You know we go the extra mile for an interesting data set. I’ve recently been doing so quite literally and logged around 5 running sessions per week with help of a GPS running watch. Thanks to some Selenium magic, I’ve been able to easily download the raw CSV files and am now able to donate them for your analysis pleasure. You can find them on github.

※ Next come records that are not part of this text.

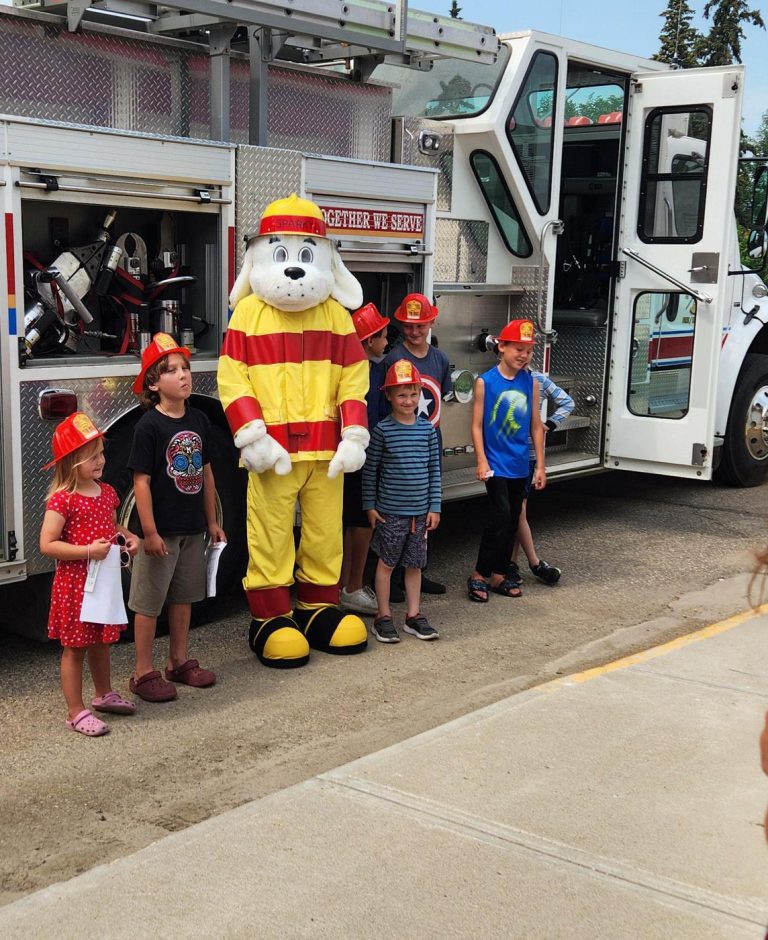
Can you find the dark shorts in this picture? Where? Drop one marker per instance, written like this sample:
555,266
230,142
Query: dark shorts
531,471
395,543
353,513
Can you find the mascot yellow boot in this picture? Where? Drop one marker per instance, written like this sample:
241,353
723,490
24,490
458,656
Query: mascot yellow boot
292,380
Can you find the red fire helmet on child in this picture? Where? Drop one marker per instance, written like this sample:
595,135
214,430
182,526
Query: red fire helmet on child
415,308
368,321
521,332
162,345
72,433
402,372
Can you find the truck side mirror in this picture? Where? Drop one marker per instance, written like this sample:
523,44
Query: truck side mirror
757,243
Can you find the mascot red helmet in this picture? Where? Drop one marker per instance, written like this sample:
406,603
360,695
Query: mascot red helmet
368,321
162,345
415,308
72,433
521,332
402,372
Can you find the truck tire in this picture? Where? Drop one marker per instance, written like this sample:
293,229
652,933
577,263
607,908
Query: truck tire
744,457
231,484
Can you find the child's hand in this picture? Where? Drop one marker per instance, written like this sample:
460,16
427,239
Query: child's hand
131,542
483,470
154,546
99,549
374,518
216,533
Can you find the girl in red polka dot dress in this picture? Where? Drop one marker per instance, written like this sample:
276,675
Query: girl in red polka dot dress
79,526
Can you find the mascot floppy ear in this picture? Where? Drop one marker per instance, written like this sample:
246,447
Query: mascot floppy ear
346,287
242,286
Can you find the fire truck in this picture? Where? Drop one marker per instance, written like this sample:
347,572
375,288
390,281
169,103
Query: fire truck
524,175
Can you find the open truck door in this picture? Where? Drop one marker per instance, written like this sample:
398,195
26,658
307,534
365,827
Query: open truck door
672,298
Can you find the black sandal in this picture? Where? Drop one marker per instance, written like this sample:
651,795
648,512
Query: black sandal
477,590
506,588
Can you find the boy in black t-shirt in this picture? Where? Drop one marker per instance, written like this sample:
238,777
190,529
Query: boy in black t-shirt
176,502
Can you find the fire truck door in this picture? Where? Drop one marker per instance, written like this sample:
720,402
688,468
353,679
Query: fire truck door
673,291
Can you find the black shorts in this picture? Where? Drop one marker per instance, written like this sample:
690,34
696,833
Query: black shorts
352,514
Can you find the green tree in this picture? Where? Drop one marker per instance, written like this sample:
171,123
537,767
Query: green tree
679,40
722,45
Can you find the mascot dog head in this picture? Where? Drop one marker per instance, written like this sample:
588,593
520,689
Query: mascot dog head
292,264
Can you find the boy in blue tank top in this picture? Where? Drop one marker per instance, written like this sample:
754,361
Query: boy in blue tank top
505,414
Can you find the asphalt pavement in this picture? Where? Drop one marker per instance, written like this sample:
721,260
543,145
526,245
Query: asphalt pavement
625,801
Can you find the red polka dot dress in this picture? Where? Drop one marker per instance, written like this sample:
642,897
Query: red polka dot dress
86,518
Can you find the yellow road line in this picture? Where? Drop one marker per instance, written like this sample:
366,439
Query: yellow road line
655,651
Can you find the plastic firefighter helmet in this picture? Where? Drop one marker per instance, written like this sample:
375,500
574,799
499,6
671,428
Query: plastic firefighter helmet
402,372
162,345
368,321
415,308
521,332
292,216
71,434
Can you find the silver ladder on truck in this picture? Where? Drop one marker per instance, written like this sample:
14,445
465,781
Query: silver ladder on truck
366,31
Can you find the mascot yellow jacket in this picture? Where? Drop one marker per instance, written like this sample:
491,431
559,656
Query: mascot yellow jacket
304,374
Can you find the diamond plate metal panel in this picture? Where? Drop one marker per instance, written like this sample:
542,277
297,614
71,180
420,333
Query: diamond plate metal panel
106,78
409,152
461,251
580,353
262,174
105,400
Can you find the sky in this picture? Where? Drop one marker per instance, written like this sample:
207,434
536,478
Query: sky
628,25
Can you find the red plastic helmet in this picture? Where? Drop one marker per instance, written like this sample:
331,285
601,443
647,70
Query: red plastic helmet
162,345
402,372
71,434
368,321
415,308
521,332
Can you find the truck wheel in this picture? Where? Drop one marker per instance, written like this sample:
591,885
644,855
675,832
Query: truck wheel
231,484
744,458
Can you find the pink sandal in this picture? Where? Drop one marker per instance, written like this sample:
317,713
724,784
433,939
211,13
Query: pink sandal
88,724
113,702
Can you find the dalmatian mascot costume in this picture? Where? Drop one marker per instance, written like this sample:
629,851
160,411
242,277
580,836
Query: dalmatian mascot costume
292,379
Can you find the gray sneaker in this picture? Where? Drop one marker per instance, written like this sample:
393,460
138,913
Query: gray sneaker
419,626
384,630
361,601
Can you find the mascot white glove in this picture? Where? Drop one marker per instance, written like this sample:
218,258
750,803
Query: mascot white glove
259,451
350,454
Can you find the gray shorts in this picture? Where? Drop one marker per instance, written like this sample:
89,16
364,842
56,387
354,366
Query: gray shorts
175,578
395,543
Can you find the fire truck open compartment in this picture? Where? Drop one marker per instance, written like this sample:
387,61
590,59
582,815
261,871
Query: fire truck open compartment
155,245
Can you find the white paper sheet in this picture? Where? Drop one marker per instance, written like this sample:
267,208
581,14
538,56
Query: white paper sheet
214,554
104,604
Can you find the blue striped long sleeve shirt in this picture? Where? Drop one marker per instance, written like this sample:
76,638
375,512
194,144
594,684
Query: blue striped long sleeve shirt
562,401
401,475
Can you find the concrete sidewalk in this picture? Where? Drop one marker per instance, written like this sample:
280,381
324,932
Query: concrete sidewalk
622,802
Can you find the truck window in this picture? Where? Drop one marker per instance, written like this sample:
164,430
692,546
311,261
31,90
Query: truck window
450,89
499,200
674,181
663,329
531,126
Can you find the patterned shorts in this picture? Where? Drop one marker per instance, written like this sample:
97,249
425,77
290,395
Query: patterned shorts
396,544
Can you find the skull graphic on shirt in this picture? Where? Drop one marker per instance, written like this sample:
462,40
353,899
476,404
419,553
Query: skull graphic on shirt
185,461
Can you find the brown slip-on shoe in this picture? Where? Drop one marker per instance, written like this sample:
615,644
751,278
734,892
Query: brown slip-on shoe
153,688
190,673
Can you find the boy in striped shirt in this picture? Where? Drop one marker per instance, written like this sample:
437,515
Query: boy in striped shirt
402,497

Running Training Sessions Data Set
Each session is logged at a resolution of one second, containing
- Heart Rate (bpm)
- Speed (km/h)
- Pace (min/km)
- Cadence (steps/minute)
- Altitude (m)
- Distance (m)
The device used to log the runs (the discontinued Polar M400 running watch) also creates columns for additional metrics that it doesn’t log. These are left blank in the files. The data is provided as gzipped CSV files. Note that no data cleaning was attempted. This means that the data contains outliers and measurement errors. Below you see a sample plot representing the altitude profile of a 20 kilometers run, including a number of apparent measurement errors.
The data set contains sessions of various distances ranging from a few kilometers to 20+ kilometers.
How Slow Do I Go Uphill?
I’ll probably do some more sophisticated analyses on the data later on, but for inspiration for things you could do with these data, let’s find out how much slower I go uphill. I’ve added a column measuring ascend in percent. I fit an ordinary least square model from the Statsmodels package, predicting speed from heart rate (and its square), seconds ran, and ascend (as well as its square). The data is grouped in two minute sections to remove autocorrelation. This relatively simple model explains roughly a third of the variance in the data.
|Dependent Variable:||Speed (km/h)||AIC:||2801.2025|
|Df Residuals:||1036||Prob (F-statistic):||5.84e-82|
So how much does running up or down a hill slow me down? The mean ascend over the two minute windows I’ve used is distributed like this.
So the relevant ascend range is roughly between -20% and 20%. Taking the quadratic effect of the slow-down into account (remember I used the ascend as well as its square in the model), the influence of running up or down a hill looks like the following graph.
On the steep downhill sections, I gain roughly half a km/h, while I loose on the steep uphill sections more than twice that. This makes complete sense since I try to avoid running downhill too fast to save my knees.